Video showed Georgia troopers hauling Democratic state Rep. Cannon out of the Capitol in handcuffs.

ATLANTA — Support has flooded in for a Georgia legislator who was arrested by state police Thursday, and now one legal analyst said he feels there was no basis for her to be arrested in the first place.

Video showed Georgia troopers hauling Democratic state Rep. Park Cannon out of the Capitol in handcuffs that afternoon. 

It came after the Georgia State Patrol asked Cannon to stop knocking on the door of the governor's ceremonial office, where he was speaking inside, delivering remarks after signing controversial SB 202 into law.

According to the Georgia State Patrol, Cannon continued to knock on the door after she was told not to. But after an exchange of words and another attempt to knock on the door – Cannon was arrested.

The commotion between Cannon and the troopers caused the governor to cut short his remarks; a camera shows an interruption in his speech, then the governor leaving his desk. The feed was cut shortly after. 

Cannon was taken to the Union City Jail, where supporters gathered outside chanting for her to be released. About four hours later, Cannon was granted a signature bond on the charges of obstruction and disrupting general assembly sessions or meetings of members. 

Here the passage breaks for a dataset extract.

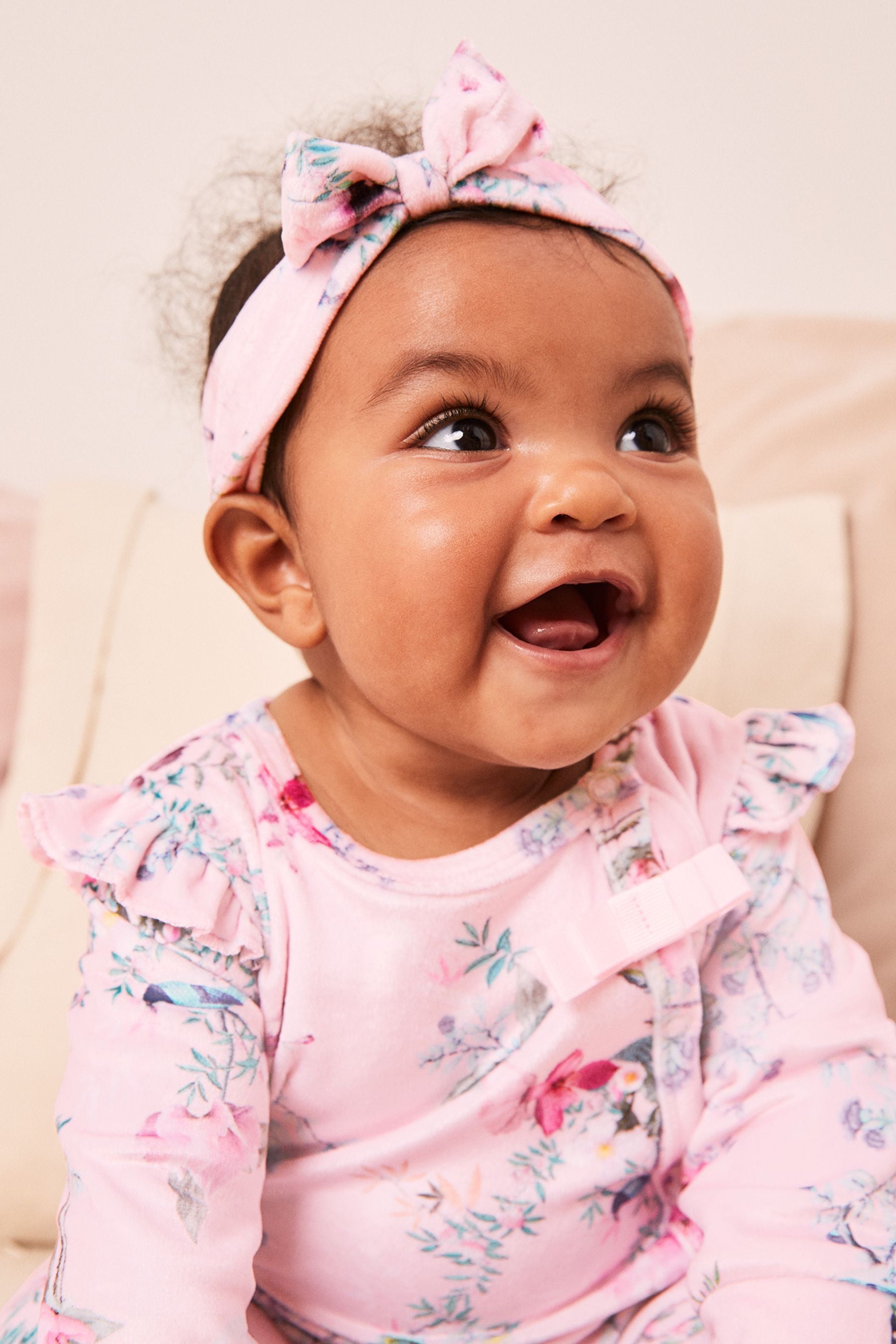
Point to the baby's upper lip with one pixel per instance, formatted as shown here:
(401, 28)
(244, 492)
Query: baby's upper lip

Supporters of hers, including Sen. Raphael Warnock, questioned why she was arrested in the first place; her attorney, Gerald Griggs, said he didn't see "anything illegal that was going on that Park Cannon was doing," he told 11Alive. He vowed they would vigorously fight the charges. 

"There was an attempt to silence voices in an attempt to keep people out in the most fundamental piece of our democracy - and that's voting," Griggs added. 

11Alive legal analyst Page Pate watched multiple videos from different angles, read the arrest warrants and has come to this conclusion:

"I've tried hard to find some legal justification for this arrest and I can't find it," Pate said.

"We've got three main problems with this arrest," he continued. "One, she didn't do what she was charged with doing. Two, one of those laws is unconstitutional, and three, she has special protection as a member of the general assembly so there is no basis, no basis under the law for her arrest last night."

When 11Alive asked whether the trooper was within his rights to make the arrest, Pate said he didn't think so.

"The trooper certainly is within his rights to instruct an individual who is creating a disturbance at the Capitol to cease this disturbance," he explained. "But that is a different type of an arrest and an offense."